Auch Rabe sieht erstmals Handlungsbedarf. Allerdings nur in den 5. und 6. Klassen. Er versprach, ab Sommer 2015 werde es in zwei Schritten je 30 Lehrkräfte zusätzlich geben.
Rabes Einlassungen lösten Kritik aus. Denn der Streit um die LSE-Quote tobt seit Frühjahr 2012. Auch damals lag die Zahl der von den Schulen gemeldeten LSE-Viertklässlern bei über sechs Prozent. Rabe kündigte an, man werde alle diese Fälle noch einmal prüfen. Doch im Herbst räumte seine Behörde kleinlaut ein, dass die Zahlen stimmten.
Auch in den Schuljahren 2013/14 und 2014/15 starten die Schulen mit – rückblickend bestätigt – fast Zweidrittel Unterausstattung. Rabe gewann Zeit, in dem er die Uni-Professoren Karl-Dieter Schuck und Wulf Rauer beauftragte, den LSE-Anstieg zu untersuchen. Doch auf deren Fazit – die LSE-Quote von 6,6 Prozent sei für eine Großstadt plausibel – gab er wenig, und ordnete für diesen Herbst die Einzel-Gutachten an – gegen den ausdrücklichen Rat von Rauer und Schuck.

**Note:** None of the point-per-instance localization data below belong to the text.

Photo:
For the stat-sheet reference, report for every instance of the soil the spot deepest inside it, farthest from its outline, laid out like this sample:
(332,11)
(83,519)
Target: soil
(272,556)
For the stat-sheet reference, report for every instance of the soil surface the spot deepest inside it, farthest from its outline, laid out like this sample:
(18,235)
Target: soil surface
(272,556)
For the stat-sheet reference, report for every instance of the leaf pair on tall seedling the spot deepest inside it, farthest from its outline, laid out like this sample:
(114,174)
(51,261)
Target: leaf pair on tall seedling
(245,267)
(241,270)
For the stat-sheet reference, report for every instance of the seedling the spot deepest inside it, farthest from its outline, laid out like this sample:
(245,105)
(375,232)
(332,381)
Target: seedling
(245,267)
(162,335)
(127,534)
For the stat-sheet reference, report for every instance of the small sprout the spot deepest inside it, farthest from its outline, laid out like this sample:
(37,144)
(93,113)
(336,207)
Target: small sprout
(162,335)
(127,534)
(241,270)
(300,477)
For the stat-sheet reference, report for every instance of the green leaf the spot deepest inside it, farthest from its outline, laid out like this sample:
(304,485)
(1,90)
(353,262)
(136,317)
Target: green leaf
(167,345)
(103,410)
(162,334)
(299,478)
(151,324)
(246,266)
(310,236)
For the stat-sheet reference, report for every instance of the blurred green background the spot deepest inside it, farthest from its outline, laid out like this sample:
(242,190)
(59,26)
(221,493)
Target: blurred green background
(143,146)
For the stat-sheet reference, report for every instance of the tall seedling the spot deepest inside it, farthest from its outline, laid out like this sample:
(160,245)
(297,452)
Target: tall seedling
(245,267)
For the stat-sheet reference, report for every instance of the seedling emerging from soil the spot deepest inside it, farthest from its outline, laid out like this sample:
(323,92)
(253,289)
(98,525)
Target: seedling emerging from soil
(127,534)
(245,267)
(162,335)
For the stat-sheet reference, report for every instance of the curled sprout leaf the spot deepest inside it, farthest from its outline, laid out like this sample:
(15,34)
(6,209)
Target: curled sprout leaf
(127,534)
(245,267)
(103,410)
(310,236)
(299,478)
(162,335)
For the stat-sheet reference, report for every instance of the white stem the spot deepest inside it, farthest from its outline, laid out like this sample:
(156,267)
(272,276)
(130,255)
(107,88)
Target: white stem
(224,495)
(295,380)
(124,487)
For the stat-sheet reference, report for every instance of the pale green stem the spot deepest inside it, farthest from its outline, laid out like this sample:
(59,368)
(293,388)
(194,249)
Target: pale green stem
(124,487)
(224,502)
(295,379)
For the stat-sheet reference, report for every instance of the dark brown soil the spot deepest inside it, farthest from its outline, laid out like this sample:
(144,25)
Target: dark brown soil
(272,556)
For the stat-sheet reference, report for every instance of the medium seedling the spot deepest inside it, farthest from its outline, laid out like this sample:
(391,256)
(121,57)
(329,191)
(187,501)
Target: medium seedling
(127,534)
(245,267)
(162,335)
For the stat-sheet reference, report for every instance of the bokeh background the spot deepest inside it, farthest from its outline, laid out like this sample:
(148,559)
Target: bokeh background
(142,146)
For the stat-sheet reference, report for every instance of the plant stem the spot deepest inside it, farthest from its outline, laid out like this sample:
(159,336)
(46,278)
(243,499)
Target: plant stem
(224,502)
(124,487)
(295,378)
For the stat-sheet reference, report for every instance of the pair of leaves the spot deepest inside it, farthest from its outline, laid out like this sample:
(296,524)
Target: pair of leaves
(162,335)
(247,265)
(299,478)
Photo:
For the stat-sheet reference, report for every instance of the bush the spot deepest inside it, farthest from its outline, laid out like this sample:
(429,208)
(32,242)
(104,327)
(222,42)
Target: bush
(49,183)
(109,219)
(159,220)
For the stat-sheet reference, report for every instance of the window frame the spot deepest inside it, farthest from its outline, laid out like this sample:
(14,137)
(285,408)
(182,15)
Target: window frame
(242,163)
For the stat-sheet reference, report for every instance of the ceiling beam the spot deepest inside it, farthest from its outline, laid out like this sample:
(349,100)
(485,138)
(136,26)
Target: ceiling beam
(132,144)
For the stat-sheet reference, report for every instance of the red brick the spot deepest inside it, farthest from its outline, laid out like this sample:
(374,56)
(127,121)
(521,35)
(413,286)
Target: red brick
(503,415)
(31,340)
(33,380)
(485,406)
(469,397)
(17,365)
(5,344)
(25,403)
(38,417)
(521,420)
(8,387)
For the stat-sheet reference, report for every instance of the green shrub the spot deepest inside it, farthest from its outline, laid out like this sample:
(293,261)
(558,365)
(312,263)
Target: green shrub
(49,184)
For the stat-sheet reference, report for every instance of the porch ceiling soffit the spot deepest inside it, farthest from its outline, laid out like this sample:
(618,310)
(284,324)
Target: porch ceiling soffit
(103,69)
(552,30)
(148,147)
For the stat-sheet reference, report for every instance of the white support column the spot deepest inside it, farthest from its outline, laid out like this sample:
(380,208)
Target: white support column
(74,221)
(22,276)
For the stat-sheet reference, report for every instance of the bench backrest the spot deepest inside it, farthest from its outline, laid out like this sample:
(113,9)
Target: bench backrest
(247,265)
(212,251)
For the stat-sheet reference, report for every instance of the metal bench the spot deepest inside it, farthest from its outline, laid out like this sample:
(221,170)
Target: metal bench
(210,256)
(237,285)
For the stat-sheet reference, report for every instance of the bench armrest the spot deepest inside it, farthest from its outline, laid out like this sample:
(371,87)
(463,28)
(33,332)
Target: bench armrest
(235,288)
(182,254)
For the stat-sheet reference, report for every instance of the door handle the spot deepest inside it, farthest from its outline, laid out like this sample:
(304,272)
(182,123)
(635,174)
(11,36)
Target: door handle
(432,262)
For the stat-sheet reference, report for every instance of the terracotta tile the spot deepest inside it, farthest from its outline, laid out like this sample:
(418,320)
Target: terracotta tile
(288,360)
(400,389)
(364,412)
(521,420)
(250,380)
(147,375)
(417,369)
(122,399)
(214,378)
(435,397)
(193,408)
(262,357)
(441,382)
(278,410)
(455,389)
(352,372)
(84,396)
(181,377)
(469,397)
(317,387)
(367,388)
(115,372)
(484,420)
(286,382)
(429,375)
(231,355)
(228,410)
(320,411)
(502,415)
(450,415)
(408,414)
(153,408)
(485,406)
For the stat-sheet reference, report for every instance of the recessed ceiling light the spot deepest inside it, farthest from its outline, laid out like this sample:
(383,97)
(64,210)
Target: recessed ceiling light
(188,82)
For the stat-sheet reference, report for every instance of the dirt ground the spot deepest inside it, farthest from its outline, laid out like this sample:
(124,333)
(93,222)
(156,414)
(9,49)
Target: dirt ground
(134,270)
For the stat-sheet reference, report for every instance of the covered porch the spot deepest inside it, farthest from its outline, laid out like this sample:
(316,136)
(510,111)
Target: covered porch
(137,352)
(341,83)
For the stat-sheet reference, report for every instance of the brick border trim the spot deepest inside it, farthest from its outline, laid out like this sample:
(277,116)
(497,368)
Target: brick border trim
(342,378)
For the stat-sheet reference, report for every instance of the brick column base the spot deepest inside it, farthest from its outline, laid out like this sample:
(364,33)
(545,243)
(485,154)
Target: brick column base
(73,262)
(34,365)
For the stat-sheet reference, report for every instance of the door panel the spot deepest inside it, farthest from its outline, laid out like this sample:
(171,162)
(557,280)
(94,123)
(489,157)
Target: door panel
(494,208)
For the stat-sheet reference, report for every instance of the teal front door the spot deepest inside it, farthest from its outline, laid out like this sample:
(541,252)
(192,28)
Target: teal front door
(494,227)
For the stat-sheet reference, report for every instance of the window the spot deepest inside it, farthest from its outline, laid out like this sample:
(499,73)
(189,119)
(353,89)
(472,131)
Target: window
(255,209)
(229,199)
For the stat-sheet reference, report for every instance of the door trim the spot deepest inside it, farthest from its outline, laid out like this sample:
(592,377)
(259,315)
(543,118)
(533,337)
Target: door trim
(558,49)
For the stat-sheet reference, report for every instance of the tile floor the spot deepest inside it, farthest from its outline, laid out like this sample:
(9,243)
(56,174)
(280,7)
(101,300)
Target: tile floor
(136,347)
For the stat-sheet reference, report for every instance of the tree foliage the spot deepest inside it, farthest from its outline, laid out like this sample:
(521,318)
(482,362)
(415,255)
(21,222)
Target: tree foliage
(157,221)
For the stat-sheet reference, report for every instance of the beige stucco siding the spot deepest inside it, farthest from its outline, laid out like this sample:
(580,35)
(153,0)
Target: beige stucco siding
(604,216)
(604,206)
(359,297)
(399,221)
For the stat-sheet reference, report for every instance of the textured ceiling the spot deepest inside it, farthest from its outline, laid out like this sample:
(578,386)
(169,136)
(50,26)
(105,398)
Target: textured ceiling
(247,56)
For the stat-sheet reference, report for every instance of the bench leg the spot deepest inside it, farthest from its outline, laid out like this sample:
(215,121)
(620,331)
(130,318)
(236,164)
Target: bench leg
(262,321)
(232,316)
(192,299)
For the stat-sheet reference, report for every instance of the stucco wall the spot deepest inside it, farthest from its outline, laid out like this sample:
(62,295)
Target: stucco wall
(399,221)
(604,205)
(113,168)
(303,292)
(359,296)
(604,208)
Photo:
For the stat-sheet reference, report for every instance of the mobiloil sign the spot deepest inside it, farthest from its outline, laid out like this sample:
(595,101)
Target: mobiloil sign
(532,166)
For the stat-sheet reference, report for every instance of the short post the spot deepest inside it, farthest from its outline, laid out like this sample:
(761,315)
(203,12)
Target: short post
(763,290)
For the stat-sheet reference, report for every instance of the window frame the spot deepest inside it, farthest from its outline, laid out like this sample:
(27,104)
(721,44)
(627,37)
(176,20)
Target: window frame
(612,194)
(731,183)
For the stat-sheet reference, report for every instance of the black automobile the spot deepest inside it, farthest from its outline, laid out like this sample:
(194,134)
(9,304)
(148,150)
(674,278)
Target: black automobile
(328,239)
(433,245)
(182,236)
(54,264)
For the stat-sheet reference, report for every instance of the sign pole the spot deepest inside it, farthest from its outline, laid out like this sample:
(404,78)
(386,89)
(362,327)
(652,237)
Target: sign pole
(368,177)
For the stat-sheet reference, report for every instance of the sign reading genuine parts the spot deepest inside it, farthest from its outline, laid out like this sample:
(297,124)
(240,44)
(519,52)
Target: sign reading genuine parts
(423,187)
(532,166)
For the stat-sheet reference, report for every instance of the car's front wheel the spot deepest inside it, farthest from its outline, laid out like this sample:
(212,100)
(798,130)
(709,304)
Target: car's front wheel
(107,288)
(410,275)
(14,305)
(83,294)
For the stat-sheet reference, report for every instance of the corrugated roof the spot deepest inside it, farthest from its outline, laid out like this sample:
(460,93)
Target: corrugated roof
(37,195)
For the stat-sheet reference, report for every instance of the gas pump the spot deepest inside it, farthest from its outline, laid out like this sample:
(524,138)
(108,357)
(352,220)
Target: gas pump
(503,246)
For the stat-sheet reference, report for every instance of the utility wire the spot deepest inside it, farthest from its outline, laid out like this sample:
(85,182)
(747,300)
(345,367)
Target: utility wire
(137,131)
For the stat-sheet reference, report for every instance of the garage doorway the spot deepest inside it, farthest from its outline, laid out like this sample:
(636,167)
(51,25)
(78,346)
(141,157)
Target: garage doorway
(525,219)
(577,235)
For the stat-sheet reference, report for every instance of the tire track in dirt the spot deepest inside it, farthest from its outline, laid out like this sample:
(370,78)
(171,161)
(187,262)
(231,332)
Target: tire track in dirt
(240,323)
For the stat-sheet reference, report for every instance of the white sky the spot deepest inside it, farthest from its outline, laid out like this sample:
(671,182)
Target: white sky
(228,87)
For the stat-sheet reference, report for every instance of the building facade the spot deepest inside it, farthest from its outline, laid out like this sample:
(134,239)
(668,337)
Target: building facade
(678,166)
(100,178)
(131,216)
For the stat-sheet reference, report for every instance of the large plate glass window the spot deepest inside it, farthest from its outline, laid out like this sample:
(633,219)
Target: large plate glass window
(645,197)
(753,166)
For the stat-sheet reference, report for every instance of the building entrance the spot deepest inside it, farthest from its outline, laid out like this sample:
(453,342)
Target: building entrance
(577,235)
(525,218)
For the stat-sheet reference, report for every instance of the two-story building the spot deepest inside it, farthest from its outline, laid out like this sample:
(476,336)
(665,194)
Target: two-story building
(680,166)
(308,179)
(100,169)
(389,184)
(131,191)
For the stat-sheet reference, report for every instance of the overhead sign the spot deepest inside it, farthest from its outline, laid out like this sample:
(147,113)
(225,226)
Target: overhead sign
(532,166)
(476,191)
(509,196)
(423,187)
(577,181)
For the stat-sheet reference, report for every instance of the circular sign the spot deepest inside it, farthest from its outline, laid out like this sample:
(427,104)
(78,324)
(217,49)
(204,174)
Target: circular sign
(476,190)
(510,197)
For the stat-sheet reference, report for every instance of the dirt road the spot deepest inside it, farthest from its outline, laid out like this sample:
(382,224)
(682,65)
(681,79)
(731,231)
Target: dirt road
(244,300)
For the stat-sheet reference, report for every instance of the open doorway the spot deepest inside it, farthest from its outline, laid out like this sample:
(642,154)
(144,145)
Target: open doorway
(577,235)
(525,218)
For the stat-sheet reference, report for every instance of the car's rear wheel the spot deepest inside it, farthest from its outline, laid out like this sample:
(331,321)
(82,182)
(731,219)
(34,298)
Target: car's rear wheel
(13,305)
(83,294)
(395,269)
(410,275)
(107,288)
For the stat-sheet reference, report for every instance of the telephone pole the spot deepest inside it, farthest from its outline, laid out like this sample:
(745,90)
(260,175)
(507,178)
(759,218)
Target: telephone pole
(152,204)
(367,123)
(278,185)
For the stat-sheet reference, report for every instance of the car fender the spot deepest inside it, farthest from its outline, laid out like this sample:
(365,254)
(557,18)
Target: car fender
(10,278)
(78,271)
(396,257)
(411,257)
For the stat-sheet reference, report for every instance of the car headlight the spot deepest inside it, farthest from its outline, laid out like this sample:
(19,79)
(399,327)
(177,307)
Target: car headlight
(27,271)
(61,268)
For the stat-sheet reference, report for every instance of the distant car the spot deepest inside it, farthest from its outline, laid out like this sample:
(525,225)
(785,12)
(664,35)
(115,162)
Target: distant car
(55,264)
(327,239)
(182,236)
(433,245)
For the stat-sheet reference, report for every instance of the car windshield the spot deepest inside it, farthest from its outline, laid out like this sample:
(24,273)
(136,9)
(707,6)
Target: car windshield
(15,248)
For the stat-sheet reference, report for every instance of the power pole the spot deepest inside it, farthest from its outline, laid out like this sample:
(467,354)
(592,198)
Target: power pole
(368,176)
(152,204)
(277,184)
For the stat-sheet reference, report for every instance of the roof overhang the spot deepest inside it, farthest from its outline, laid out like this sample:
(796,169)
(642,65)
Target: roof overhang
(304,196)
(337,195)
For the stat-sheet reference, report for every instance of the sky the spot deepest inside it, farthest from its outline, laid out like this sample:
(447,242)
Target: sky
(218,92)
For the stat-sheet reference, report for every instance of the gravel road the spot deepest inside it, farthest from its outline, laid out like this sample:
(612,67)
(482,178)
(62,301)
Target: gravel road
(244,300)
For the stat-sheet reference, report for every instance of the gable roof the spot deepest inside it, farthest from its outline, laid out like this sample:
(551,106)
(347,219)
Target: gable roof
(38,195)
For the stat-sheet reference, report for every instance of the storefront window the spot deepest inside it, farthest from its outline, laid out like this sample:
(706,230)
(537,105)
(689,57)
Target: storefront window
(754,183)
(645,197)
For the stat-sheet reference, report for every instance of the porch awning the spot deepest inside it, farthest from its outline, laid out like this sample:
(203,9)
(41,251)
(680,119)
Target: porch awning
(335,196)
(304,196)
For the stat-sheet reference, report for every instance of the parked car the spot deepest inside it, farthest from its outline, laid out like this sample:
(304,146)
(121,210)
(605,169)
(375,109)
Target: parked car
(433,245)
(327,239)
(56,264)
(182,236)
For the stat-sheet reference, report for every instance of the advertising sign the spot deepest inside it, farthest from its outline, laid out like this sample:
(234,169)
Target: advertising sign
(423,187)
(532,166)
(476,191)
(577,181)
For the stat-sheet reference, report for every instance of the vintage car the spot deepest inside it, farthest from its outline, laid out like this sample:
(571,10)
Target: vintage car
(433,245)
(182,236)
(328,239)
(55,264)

CDU-Politikerin Karin Prien riet Rabe, seine Zahlen nicht schönzureden. „Bisher hat er den Lehrern immer vorgeworfen, sie übertreiben. Nun bestätigt sich, dass sie Recht hatten.“ Es sei eine „Schande“, dass er ihnen nicht vertraute. Für den Grünen-Spitzenkandidat Jens Kerstan lieferte Rabe eine „bemerkenswerte Fehleinschätzung“. Seine Fraktion hatte Inklusionsfonds von 15 Millionen Euro gefordert, um Schulen zu helfen. „Rabe hat immer wieder behauptet, dies sei unnötig, weil die Schulen sich Fallzahlen ausdenken“, sagt von Berg. Dies sei „ein für alle Mal widerlegt“.